Secondo i dati raccolti da Acea, l’Associazione dei costruttori delle auto, nell’Europa dei 28 Paesi più le nazioni Efta (Svizzera, Islanda e Norvegia) le immatricolazioni registrate sono state 1.443.708, +0,04% in più dello stesso mese del 2018. Nei primi cinque mesi del 2019 sono state vendute 6.935.028 vetture, con un calo del 2% nel confronto con lo stesso periodo dell’anno precedente.

Nella fattispecie in Sicilia le immatricolazioni auto hanno subito anch’esse un leggero calo con le principali province che hanno registrato una leggera flessione rispetto ad un anno fa: Palermo -0.01%, Catania -0,01% e Messina -0,01%. Fa eccezione Trapani dove rispetto a maggio 2018 si ha una leggerissima impennata: +0,009%.

Per quanto concerne i marchi italiani il gruppo Fca ha immatricolato a maggio 101.244 auto nell’Europa dei 28 più Paesi Efta, l’8,3% in meno dello stesso mese del 2018. La percentuale ha subito una flessione dal 7,7 al 7%. In questo prima parte di 2019 il gruppo ha venduto 450.138 auto, con un calo dell’8,6% rispetto all’analogo periodo scorso.

Il marchio Lancia, invece, nei primi cinque mesi dell’anno, ha registrato 30.400 immatricolazioni con una crescita record del 30,8%. Oltre 6.000 le vetture vendite a maggio (+19,8%). Jeep nei primi cinque mesi dell’anno aumenta le vendite del 2,1% rispetto al 2018, Infine in calo anche il brand Alfa Romeo che registra 4.600 immatricolazioni a maggio (-49,3%) e 24.067 nei cinque mesi (-42,5).

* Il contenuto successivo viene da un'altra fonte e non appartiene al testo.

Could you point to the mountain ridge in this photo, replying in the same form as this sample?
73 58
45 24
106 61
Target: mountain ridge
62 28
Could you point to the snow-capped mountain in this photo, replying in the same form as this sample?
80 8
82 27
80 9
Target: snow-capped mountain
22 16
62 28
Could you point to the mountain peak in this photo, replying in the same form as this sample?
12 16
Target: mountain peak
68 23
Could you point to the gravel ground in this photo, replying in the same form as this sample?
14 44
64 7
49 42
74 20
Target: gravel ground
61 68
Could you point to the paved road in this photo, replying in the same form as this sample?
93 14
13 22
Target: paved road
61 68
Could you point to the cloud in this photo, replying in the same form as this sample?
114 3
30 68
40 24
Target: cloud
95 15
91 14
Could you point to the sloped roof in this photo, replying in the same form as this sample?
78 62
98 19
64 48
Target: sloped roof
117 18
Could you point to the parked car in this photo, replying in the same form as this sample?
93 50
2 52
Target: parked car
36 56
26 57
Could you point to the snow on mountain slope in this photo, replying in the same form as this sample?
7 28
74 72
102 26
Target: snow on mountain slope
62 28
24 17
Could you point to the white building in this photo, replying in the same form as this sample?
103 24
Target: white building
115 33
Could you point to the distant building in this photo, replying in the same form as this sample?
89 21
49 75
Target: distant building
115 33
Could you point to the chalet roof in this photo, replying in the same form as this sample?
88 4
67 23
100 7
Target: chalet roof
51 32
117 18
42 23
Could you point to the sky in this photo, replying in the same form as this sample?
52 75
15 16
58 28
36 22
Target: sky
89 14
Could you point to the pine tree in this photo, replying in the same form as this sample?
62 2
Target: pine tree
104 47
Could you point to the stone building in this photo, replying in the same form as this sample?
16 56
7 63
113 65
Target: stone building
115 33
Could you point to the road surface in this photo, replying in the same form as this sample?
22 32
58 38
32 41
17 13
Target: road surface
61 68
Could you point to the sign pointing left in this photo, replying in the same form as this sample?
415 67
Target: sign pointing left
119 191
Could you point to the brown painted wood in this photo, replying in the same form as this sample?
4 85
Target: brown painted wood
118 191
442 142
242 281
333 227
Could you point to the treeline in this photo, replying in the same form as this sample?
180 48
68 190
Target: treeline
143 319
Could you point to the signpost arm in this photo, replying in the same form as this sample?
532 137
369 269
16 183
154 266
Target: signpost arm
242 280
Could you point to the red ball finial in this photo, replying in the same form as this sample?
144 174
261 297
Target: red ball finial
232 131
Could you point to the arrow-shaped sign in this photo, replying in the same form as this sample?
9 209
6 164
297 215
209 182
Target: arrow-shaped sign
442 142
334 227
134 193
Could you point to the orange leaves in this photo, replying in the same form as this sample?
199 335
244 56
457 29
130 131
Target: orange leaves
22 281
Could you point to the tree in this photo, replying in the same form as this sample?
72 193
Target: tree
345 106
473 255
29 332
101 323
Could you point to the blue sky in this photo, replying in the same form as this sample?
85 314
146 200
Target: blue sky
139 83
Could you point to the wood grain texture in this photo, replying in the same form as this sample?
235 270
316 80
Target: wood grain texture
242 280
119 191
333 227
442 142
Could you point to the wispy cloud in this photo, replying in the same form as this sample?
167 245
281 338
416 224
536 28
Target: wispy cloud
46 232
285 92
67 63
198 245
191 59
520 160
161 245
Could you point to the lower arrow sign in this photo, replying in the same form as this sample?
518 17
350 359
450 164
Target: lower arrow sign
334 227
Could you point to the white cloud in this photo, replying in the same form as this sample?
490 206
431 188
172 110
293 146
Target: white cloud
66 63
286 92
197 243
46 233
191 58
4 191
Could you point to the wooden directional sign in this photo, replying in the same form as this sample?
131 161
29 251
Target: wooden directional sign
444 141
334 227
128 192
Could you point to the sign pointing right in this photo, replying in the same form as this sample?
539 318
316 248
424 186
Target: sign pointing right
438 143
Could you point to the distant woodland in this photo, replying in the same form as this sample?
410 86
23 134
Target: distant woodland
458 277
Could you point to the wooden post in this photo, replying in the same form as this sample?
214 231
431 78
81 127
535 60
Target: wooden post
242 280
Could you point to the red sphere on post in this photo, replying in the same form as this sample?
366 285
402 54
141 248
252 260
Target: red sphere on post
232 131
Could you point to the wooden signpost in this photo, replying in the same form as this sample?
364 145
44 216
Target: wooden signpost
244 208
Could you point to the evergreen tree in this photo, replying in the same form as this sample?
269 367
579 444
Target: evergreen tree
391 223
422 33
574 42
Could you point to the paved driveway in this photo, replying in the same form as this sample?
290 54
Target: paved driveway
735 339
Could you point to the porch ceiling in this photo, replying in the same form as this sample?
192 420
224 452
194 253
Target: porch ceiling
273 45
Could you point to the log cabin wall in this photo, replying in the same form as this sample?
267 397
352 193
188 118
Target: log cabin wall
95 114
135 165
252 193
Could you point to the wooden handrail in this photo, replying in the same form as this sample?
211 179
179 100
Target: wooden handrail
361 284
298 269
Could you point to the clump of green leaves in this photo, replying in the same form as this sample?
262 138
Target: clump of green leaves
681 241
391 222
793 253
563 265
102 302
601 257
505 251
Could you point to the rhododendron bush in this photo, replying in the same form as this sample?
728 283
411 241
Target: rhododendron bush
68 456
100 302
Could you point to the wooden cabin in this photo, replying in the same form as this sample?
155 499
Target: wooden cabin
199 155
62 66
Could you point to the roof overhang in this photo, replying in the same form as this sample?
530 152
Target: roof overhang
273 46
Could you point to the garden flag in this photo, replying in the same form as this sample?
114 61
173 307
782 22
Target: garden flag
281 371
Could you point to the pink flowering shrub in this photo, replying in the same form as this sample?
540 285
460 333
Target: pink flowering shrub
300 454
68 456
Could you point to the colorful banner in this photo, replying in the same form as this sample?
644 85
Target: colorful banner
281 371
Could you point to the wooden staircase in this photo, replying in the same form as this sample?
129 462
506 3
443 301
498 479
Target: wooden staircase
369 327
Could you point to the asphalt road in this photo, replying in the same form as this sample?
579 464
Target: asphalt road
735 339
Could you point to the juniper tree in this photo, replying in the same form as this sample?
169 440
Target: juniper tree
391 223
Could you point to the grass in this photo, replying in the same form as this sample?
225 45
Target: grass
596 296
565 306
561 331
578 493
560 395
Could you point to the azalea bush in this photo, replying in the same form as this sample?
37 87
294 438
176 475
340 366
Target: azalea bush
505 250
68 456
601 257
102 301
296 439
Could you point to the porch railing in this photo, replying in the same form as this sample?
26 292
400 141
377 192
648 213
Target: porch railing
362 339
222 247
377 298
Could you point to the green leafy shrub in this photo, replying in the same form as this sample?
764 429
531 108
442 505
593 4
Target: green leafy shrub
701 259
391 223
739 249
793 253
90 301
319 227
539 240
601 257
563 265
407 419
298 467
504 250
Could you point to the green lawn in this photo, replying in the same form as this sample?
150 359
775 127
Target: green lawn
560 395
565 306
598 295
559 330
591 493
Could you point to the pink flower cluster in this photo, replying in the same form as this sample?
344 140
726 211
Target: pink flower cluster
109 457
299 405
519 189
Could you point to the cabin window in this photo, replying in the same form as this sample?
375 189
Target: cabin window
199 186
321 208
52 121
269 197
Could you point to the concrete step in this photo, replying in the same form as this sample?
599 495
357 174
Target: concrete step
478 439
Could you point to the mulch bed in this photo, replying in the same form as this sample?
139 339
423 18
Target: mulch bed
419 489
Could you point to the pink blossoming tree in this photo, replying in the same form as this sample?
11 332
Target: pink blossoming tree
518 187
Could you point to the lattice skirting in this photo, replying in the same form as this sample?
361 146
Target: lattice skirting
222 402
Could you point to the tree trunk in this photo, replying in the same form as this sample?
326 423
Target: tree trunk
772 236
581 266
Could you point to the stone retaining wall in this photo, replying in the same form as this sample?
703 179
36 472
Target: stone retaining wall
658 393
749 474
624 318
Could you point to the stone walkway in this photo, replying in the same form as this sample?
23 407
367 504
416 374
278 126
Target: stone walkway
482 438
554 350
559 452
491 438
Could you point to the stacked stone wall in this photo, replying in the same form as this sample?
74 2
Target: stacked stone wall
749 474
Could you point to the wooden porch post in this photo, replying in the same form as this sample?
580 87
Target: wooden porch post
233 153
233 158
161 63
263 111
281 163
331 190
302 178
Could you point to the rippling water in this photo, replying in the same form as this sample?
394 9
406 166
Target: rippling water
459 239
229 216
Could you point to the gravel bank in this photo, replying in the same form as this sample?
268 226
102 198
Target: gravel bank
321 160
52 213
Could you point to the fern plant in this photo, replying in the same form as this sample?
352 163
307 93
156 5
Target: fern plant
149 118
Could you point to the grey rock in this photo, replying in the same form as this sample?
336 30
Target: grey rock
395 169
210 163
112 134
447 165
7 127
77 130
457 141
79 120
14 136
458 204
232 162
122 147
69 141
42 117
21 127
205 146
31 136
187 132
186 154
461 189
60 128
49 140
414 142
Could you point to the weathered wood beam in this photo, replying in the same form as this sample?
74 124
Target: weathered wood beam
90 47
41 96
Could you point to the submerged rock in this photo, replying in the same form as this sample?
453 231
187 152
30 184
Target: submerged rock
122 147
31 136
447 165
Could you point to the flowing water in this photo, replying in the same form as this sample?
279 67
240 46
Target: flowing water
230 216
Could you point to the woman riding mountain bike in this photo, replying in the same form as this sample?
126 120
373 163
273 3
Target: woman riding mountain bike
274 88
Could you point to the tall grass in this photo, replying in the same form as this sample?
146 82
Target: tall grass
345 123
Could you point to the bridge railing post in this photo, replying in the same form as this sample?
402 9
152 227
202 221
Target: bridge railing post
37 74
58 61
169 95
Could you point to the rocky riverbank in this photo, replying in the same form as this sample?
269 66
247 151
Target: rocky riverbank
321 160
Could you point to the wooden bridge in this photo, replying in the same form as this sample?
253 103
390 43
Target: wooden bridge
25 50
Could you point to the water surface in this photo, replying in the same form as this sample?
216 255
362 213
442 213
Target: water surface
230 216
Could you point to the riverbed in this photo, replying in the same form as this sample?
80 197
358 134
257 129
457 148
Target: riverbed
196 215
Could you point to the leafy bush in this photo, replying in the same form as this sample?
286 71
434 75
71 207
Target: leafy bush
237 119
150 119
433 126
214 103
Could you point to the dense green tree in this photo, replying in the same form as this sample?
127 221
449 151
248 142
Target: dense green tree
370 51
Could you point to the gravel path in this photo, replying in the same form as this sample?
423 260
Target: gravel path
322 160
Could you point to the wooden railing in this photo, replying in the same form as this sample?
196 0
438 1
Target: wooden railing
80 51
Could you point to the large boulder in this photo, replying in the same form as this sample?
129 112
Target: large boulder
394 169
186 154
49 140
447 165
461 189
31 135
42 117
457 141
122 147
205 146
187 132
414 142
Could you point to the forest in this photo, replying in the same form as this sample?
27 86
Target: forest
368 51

“È un livello di tutto rispetto – ha commentato Gian Primo Quagliano, presidente del Centro Studi Promotor – anche se è ancora relativamente lontano (-5%) dal massimo di 16.000.000 di immatricolazioni toccato nel 2007. Il quadro economico europeo è ancora in crescita (anche se sull’andamento congiunturale incidono numerosi fattori di freno) e vi sarebbero le condizioni per un’ulteriore sviluppo della domanda di autovetture se non vi fosse la forte penalizzazione introdotta dalla demonizzazione del diesel che sta inducendo molti automobilisti a rinviare la sostituzione dei loro vecchi diesel in mancanza di soluzioni alternative per loro pienamente soddisfacenti in termini di economia d gestione e di flessibilità di impiego”.

“Di fatto – conclude Gian Primo Quagliano – la demonizzazione del diesel sta incidendo, sia pure in misura differenziata tra paese e paese, su tutto il mercato europeo. Tra l’altro la stragrande maggioranza degli automobilisti che abbandonano il diesel optano per vetture a benzina con emissioni di CO2 superiori a quelle delle auto diesel. Sarebbe quindi altamente opportuno che i Governi competenti adottassero provvedimenti per rendere meno devastante la crociata contro il diesel”.